Comment From: sjpotter
this is literally me just sketching out a set of callbacks to do this, how redis can handle the migrate command (which just migrates a whole slot). This is very very high level at this point. just me starting to sketch things out, this assumes the happy path, would obviously have to handle error cases.
findKey() - checks if a key is listed via priority from client - calls dumpKey() directly - otherwise sends GETKEYSINSLOT 1 to migrating cluster - callback handler handleGetKeysInSlot()
handleGetKeyInSlot() - takes result -> calls dumpKey(). - If no result, callbacks end, as no more keys to migrate
dumpKey() - sends a DUMP command - callback handler handleDumpKey()
handleDumpKey() - calls RESTORE command locally - callback handleRestoreCommand()
handleRestoreCommand() - send a special delete (as would normally return MOVED) to remove key from old/migrating shard - callback handleKeyDelete()
handleKeyDelete() - for keys that didn’t exist on old/migrating cluster/shard, add key to non existent key dictionary - call findKey() to restart loop
Comment From: madolson
Yeah, that is basically what I'm thinking. I think we can be smarter than what you outlined though. We should also: 1. Accumulate incoming write commands on the source and transfer them to the target, after it's done. 2. Be able to handle target failures, so if the target dies part way through we can rollback completely without data loss. 3. Perhaps do this in a fork so that we don't impact the main thread.
Comment From: yossigo
@madolson I haven't given this much thought, but I tend to think of it in terms of another form of replication. Doing serialization in a forked child, buffering writes, etc.
Comment From: zuiderkwast
We can do request forwarding instead of ASK redirects. This can probably be implemented separately even for the classic slot migration.
Making a new command CLUSTER MIGRATE appear atomic to the client is a nice idea.
Accumulate incoming write commands on the source and transfer them to the target, after it's done.
@madolson Storing all the keys in a buffer and transfer them at once is not what you mean, is it? It can be a lot of data.

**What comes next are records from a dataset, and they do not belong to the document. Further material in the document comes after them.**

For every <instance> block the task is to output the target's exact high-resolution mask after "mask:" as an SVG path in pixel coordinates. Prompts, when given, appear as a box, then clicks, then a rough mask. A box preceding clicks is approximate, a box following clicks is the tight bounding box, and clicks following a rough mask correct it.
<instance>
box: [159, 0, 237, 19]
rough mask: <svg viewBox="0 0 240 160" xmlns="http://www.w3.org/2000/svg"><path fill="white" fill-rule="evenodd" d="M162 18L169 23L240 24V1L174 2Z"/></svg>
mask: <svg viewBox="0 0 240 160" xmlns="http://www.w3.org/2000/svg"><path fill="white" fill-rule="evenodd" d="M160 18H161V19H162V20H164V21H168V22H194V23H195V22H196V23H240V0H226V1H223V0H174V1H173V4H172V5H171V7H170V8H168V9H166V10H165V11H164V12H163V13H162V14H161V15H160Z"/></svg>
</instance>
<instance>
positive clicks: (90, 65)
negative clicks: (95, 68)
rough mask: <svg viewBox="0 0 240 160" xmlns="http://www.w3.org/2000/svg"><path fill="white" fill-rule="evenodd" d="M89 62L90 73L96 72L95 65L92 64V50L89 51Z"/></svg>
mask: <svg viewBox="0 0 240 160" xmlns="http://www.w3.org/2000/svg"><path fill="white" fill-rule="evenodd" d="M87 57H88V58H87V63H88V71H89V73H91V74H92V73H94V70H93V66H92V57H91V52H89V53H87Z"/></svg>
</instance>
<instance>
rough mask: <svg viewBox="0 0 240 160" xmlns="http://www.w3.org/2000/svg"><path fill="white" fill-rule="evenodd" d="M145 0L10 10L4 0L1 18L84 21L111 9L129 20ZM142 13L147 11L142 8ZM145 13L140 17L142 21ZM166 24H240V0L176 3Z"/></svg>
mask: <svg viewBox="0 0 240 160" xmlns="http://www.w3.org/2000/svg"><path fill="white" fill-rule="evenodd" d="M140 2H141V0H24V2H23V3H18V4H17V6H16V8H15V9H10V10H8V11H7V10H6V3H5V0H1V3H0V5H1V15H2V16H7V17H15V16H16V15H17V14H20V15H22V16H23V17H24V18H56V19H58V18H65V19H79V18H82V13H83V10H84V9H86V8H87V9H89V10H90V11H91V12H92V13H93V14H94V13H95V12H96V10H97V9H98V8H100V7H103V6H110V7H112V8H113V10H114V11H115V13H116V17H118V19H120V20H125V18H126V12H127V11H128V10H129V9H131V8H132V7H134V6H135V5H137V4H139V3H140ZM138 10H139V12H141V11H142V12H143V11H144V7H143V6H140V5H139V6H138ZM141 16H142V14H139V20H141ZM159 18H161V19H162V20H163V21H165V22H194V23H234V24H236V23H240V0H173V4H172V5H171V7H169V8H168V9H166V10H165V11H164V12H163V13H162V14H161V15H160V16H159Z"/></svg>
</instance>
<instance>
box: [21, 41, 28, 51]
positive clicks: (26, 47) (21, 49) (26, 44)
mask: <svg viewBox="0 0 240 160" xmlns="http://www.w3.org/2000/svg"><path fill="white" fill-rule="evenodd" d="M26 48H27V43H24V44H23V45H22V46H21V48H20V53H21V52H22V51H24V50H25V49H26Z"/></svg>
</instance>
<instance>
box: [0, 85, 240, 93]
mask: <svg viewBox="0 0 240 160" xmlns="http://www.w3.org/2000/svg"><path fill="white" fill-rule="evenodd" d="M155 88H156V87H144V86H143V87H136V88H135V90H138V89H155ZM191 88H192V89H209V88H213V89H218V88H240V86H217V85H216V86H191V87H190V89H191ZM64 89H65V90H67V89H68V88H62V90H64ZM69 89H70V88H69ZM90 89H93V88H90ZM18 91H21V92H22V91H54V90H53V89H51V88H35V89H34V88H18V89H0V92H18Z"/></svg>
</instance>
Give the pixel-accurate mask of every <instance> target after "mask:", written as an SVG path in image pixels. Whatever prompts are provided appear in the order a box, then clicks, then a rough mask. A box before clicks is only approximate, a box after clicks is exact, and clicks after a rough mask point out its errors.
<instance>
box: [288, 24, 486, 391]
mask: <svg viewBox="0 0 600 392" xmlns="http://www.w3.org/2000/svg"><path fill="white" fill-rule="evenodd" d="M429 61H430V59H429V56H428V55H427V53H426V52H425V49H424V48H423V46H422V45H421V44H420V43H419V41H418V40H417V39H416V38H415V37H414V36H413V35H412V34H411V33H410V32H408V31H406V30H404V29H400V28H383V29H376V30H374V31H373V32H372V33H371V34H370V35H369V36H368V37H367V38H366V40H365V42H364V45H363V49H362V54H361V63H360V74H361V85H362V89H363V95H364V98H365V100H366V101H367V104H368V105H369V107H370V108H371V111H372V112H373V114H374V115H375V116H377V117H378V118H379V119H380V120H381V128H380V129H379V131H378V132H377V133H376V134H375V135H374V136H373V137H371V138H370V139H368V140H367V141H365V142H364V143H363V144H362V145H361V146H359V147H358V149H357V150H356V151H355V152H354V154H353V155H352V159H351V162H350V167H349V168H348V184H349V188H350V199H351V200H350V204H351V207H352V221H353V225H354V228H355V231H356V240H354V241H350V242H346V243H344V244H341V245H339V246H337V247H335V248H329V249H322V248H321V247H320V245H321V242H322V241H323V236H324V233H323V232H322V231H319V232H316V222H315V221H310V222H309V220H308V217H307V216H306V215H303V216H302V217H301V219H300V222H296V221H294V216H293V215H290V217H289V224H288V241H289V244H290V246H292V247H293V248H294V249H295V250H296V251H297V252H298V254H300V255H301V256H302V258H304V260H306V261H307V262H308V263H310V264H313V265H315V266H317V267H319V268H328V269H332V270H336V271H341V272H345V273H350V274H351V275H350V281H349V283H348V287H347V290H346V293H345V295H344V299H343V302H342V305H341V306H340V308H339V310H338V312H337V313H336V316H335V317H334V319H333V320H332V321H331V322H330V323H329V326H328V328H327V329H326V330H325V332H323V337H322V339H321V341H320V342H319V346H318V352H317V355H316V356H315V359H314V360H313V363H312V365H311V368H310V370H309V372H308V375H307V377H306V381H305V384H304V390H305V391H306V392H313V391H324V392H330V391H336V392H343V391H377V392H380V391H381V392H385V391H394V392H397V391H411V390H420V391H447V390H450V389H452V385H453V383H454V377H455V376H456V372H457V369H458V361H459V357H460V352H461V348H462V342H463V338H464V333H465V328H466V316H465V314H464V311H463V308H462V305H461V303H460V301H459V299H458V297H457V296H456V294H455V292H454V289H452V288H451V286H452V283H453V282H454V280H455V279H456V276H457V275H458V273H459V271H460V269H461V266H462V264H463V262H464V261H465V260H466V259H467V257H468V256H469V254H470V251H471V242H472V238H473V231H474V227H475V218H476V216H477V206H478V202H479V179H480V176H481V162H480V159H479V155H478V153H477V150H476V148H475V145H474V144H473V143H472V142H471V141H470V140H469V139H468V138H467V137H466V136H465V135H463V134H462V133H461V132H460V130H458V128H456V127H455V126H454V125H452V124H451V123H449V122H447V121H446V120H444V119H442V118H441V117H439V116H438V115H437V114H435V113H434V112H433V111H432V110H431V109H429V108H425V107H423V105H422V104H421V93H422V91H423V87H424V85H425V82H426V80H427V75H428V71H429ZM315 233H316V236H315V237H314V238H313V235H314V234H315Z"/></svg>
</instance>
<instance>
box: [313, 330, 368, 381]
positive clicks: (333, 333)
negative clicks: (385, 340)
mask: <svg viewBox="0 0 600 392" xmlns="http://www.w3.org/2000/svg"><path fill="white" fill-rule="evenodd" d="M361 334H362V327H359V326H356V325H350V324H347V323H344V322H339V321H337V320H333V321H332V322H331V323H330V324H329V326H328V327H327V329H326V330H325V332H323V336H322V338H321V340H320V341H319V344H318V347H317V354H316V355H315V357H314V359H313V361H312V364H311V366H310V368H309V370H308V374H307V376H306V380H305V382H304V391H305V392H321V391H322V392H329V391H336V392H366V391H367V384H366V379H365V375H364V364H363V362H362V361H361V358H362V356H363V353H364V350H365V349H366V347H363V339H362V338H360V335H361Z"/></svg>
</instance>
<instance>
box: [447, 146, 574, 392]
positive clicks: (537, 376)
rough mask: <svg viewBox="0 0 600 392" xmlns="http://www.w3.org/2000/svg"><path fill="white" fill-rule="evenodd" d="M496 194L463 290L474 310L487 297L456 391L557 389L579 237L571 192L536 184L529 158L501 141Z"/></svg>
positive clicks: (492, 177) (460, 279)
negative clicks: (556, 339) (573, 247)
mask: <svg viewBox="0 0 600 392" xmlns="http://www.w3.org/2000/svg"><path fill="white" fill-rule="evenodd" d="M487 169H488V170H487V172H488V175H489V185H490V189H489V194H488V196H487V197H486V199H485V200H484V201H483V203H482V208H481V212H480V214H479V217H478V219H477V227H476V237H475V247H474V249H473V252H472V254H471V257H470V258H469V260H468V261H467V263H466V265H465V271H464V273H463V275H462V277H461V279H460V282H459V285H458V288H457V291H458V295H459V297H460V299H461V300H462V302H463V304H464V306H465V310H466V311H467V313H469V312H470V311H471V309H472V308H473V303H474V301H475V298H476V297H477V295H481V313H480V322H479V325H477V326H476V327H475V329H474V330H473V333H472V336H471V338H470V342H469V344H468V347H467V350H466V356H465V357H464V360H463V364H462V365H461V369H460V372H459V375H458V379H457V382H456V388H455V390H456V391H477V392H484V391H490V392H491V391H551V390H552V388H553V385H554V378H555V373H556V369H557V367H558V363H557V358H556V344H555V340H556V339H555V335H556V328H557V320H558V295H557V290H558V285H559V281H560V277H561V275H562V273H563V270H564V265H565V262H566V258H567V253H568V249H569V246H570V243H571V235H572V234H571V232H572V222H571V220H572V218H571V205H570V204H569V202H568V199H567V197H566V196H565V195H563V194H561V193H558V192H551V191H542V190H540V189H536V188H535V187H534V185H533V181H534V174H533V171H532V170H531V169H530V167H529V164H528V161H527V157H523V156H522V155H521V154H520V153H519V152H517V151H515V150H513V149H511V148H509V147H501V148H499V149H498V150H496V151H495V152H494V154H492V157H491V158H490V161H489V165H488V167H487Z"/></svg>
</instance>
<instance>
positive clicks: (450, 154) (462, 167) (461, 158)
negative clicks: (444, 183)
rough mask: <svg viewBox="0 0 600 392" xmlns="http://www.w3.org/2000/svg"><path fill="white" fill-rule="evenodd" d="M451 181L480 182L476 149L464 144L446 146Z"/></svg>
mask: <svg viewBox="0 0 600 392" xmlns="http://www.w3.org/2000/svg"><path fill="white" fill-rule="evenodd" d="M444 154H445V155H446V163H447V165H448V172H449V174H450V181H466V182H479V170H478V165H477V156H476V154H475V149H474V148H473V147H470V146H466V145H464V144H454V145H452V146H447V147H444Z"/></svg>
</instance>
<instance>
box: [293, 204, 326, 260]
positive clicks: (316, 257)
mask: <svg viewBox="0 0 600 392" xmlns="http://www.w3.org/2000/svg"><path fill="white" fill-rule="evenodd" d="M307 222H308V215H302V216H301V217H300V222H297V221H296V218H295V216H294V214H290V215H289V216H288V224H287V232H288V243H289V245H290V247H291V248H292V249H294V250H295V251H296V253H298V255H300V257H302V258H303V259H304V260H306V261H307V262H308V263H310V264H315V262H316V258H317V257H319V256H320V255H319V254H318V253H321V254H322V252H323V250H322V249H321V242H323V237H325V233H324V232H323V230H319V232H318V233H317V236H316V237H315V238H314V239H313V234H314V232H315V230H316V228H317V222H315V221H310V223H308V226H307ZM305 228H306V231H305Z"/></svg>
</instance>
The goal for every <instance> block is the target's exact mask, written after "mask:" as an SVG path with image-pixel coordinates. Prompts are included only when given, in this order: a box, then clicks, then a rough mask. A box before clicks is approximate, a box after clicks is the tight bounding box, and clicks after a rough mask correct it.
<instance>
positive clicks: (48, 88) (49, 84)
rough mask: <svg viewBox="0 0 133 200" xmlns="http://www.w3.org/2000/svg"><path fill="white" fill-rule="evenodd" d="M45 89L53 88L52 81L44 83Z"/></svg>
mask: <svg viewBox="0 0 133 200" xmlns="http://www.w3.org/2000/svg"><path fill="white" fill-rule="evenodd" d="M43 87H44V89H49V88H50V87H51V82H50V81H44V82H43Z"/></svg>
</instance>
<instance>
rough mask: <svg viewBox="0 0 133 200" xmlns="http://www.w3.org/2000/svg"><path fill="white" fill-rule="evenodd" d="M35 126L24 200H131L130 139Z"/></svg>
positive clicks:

But we can replicate the slot to the new owner until it has caught up and then do what could be described as "slot failover" to the new owner. (?)
Another problem is garbage keys that remain in one of the nodes after an aborted migration (failed source or target), which is useful for redis-cli --cluster fix but not needed if the new command is waterproof.
Even if we don't make the slot migration atomic, ideally we should be able to resume migration after a failover (both for source failover and target failover) and to resolve the race conditions at SETSLOT NODE. An idea mentioned in #6339 is to propagate the MIGRATING and IMPORTING slot states to the whole cluster or at least to the nodes in the same shard. I've experimented with simply replicating SETSLOT using the normal replication and letting replicas accept SETSLOT. Not even a cluster bus extension is needed for that. After a failover, a node which has anything in MIGRATING or IMPORTING states only need to take some special actions (such as the promoted target asking the source node if it's still migrating it, or the promoted source node accepting a new slot owner with a lower epoch if the slot is in migrating state).
Whether all this is done in a separate thread, a forked process or in the main thread seems to be an orthogonal change that can be done later or earlier.
Comment From: madolson
@zuiderkwast Your suggestion is basically what I meant. I like to think of it as replication for a given slot. We do a full slot transfer and then we replicate the individual updates that we have accumulated since the start of the transfer.
Internally we have something we call "slot purge" which allows us to incrementally purge all the data in a slot. On a failed migration, we use this to purge the slot on the target and we use this to purge the data on the source on successful migrations.